A “Democratic Audit” in 2018 reported “However, its members remain creatures of patronage, and wholly unaccountable to the UK’s citizens. All parties except the Tories now support its replacement by an elected Senate. Increasingly only the Tories and Liberal Democrats are still appointing any peers – although there are also a fifth of peers who are ‘crossbenchers’, not taking a party whip”.
Pro-EU Liberal Democrats are now massively over-represented in the Lords relative to their current unpopular support, and most long-established Tory and Labour peers are pro-Remain.
Once appointed they effectively sit for life and attend more or less when they wish, never facing re-appointment, nor of course any form of re-election. The Lords’ powers in law-making are limited to amending or delaying non-financial bills, and its members have generally followed a convention acknowledging the ‘primacy’ of the Commons. In addition, the ‘Salisbury convention’ means that the House will give a second reading to bills for which an elected government in the House of Commons has a majority and a manifesto commitment.
It’s reported that yesterday the House of Lords spent a first day on the Report Stage of the EU Withdrawal Agreement Bill and, as expected, managed to inflict three separate defeats on the Government. There were 499 votes, 446 votes, and 392 votes as their lordships were gradually overcome by tireditis and/or the need of liquid refreshment. As the EU Withdrawal Agreement Bill is vital to our regaining sovereignty, such disdain for the wishes of the electorate is deplorable. We need a House of Lords Reform Act 2020 so as to stop this nonsense!
Regarding the right of EU citizens continuing to reside in the UK after Brexit, peers backed an amendment from Lib Dem peer Lord Oates and others allowing them to be given physical proof of their status by 270 votes to 229 (majority: 41).
They voted by 241 votes to 205 (majority: 36) to remove the power of ministers to decide which courts should have the power to depart from judgments of the European Court of Justice and by reference to what test.

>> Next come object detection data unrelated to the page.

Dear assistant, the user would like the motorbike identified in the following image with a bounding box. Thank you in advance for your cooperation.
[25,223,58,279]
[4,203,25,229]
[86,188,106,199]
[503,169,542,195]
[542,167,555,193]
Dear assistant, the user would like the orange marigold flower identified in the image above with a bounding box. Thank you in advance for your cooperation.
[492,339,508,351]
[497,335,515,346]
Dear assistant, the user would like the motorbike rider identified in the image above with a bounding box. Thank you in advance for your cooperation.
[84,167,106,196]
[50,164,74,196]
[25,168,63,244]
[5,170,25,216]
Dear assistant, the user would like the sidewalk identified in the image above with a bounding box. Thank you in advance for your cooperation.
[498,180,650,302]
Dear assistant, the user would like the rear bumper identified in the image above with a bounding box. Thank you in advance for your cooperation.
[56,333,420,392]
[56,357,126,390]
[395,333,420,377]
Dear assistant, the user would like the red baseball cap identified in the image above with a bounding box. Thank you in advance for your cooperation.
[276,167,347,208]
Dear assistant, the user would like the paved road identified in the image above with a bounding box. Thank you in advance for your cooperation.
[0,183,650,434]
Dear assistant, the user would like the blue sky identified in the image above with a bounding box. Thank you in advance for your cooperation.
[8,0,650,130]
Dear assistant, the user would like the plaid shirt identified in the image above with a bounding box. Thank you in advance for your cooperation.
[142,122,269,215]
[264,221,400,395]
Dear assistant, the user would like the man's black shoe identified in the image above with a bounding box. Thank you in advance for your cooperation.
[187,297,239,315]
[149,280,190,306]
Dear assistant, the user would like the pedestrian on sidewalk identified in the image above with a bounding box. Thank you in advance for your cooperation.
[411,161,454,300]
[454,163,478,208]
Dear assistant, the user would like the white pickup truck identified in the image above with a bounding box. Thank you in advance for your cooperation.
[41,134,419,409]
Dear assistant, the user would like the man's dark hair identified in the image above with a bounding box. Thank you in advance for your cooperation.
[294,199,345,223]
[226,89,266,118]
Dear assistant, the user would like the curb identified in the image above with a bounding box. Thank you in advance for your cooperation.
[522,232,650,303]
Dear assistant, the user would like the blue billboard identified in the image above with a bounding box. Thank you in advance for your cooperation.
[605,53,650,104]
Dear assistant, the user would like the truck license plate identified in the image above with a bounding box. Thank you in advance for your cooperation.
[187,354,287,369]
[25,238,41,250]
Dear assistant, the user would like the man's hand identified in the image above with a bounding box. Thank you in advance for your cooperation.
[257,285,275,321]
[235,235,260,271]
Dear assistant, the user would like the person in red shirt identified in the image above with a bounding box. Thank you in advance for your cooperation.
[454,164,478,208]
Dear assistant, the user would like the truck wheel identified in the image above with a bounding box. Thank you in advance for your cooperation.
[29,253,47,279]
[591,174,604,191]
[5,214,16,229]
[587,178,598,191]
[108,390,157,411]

Peers then backed by 206 votes to 186 (majority: 20) a move by Conservative ex-Lord Chancellor Lord Mackay of Clashfern to allow cases to be referred to the Supreme Court to decide whether to depart from EU case law.
As reported “This means that there will certainly be ‘ping pong’ between the Commons and Lords on Wednesday when the Bill will have to travel back and forth between the two Houses until they can both agree on a final version of the Bill. And the Lords’ Report Stage will conclude today, starting at 11am, when a further defeat could be inflicted on the Government in respect of child refugees”.
Prime Minister Boris Johnson added a new clause into the Withdrawal Agreement Bill following his decisive general election victory, to allow ministers the power to direct the courts on interpretation of EU law and to allow lower courts the power to overturn rulings of the ECJ.
Baroness Trumpington made a gesture in the Lords indicative of her feelings to a government Minister. It suits the mood of those among us who dislike the un-democratic House.